In The Guardian, Aidan O’Neill discusses the role of religion in the American and British Supreme Courts:
The socio-cultural reasons for the disappearance of the male WASP from the US Supreme Court are difficult to pin-point precisely; and what its significance might be is again hard to discern. Indeed, for some it is thought indecorous even to allude to the religious/cultural background of any the justices. On this view the very taking of the judicial oath involves newly appointed judges wholly disencumbering themselves of their past individual cultural baggage, and assuming for the future a wholly objective approach to the law, untainted by considerations of where they came from and how they got from there. Thus, a wise Latina from the barrios should reach precisely the same decision for the same reasons as a prudent country club WASP. Since justice is blind, one can and should be blind to the justices. At the same time there are some tensions with this view. In his essay “The Supreme Court Phalanx” first published in (2007) 54 New York Review of Books, (Number 14, 27 September 2007) and re-published as Chapter 4 of his The Supreme Court Phalanx: the court’s new right-wing bloc (New York: New York Review Books, 2008) at 47-48) Professor Ronald Dworkin, in his fury at many of the decisions emanating from these first five years of the Roberts court, has described the five Catholic male justices to constitute a “right wing phalanx … guided by no judicial or political principle at all, but only by partisan, cultural, and perhaps religious allegiance”.
The dominant, indeed almost universal, approach to date in the UK has been to pay no heed whatsoever to the religious and/or cultural background of those who are appointed to the Bench, albeit that the Jewish Chronicle reports in brief that the appointment of Sir John Dyson to the UK Supreme Court to fill the vacancy created by Lord Neuberger’s appointment as Master of the Rolls maintains the number of Jewish justices on the court at four. But in Locabail (UK) Ltd v Bayfield Properties Ltd and another, a specially convened Court of Appeal bench [. . .] stated that:
“We cannot … conceive of circumstances in which an objection [of apparent judicial bias] could be soundly based on the religion, ethnic or national origin, gender, age, class, means or sexual orientation of the judge.”

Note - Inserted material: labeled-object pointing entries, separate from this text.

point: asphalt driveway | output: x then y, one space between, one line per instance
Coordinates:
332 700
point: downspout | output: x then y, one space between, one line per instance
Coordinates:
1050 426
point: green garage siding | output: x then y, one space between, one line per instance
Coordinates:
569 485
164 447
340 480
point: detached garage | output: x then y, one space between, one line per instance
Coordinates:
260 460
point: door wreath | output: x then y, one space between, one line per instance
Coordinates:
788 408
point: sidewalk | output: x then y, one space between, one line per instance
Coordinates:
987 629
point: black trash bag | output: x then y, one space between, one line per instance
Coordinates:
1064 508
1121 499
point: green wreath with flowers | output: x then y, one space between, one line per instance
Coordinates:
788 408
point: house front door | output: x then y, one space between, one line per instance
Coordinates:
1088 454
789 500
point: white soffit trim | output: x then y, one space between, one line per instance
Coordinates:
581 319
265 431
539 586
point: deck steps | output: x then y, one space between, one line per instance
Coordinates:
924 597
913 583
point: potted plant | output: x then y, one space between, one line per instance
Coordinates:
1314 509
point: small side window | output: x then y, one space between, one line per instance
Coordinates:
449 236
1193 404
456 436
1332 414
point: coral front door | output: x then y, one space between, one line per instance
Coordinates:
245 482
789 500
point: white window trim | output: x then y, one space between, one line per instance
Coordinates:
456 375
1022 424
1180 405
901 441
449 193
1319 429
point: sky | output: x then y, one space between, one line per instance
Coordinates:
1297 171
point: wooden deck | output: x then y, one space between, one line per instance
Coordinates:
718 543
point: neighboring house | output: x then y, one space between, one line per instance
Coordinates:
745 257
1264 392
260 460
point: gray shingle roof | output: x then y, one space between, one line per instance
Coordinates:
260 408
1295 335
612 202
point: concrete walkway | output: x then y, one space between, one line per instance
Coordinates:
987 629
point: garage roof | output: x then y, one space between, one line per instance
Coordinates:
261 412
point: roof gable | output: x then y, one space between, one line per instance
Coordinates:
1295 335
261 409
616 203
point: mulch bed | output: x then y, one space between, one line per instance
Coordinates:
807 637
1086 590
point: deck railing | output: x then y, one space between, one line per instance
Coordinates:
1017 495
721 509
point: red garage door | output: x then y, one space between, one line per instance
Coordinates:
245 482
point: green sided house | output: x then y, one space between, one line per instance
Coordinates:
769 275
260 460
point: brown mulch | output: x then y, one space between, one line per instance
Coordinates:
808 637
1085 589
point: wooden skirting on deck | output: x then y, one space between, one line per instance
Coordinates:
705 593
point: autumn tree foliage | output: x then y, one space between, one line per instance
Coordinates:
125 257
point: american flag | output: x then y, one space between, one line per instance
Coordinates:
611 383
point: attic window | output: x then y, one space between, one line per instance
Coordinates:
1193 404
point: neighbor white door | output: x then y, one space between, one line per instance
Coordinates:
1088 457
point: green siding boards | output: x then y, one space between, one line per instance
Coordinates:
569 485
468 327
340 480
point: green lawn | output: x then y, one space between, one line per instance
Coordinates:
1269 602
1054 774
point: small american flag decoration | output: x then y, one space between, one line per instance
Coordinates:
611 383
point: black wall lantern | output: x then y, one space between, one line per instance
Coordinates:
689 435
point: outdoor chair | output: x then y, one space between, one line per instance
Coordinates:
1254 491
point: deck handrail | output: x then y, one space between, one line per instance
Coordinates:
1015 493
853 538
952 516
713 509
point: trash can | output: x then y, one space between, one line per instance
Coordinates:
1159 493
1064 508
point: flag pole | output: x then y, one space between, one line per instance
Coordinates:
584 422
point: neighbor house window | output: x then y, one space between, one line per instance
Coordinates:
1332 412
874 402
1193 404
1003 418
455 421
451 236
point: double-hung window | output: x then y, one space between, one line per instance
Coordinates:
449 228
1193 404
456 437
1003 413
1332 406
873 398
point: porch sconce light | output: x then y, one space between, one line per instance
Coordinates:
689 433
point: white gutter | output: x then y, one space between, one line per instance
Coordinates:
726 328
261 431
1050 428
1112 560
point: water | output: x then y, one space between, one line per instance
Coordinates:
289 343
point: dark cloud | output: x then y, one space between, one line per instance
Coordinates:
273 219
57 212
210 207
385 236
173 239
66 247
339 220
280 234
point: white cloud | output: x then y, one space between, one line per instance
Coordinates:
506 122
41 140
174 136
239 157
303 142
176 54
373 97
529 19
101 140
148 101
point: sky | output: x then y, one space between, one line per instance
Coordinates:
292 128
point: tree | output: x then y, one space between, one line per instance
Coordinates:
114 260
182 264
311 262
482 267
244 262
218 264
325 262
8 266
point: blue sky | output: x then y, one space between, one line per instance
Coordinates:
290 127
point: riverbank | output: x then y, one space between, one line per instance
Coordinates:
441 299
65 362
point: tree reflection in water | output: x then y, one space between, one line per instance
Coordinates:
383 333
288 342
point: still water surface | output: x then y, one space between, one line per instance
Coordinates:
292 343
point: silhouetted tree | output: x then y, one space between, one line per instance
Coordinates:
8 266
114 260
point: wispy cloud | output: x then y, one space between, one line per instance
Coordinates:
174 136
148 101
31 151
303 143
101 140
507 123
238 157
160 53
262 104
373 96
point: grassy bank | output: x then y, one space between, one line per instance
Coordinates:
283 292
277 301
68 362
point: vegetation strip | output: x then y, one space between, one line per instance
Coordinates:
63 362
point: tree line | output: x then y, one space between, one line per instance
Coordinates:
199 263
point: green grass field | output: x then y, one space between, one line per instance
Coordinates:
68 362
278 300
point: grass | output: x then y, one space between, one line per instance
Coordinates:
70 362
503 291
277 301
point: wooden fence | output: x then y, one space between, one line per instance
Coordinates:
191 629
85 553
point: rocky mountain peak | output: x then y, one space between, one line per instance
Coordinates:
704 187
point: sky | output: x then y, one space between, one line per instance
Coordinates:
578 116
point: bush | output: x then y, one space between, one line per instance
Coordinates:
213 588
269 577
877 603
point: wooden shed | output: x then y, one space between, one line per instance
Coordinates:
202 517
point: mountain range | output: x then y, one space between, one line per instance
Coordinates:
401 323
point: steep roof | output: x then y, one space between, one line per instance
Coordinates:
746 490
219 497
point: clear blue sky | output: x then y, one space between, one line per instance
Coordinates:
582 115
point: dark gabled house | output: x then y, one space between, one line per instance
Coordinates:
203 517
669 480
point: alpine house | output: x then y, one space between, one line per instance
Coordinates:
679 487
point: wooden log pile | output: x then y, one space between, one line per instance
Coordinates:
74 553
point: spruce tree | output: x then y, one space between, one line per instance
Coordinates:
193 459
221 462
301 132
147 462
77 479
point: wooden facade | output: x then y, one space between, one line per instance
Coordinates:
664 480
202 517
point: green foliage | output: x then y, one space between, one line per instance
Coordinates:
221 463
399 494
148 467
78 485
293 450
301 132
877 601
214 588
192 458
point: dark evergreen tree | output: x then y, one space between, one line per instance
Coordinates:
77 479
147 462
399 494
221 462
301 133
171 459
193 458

The bench was emphatic that a judge’s particular religious convictions or cultural background or associations would not and should not be thought to influence his or her decisions on matters of law [. . .] holding that a Court of Session judge’s public membership of the pro-Israel lobbying group the “International Association of Jewish Lawyers and Jurists” was insufficient to make out a claim of apparent bias in the judge’s upholding of a lower court’s refusal of asylum to a Palestinian activist.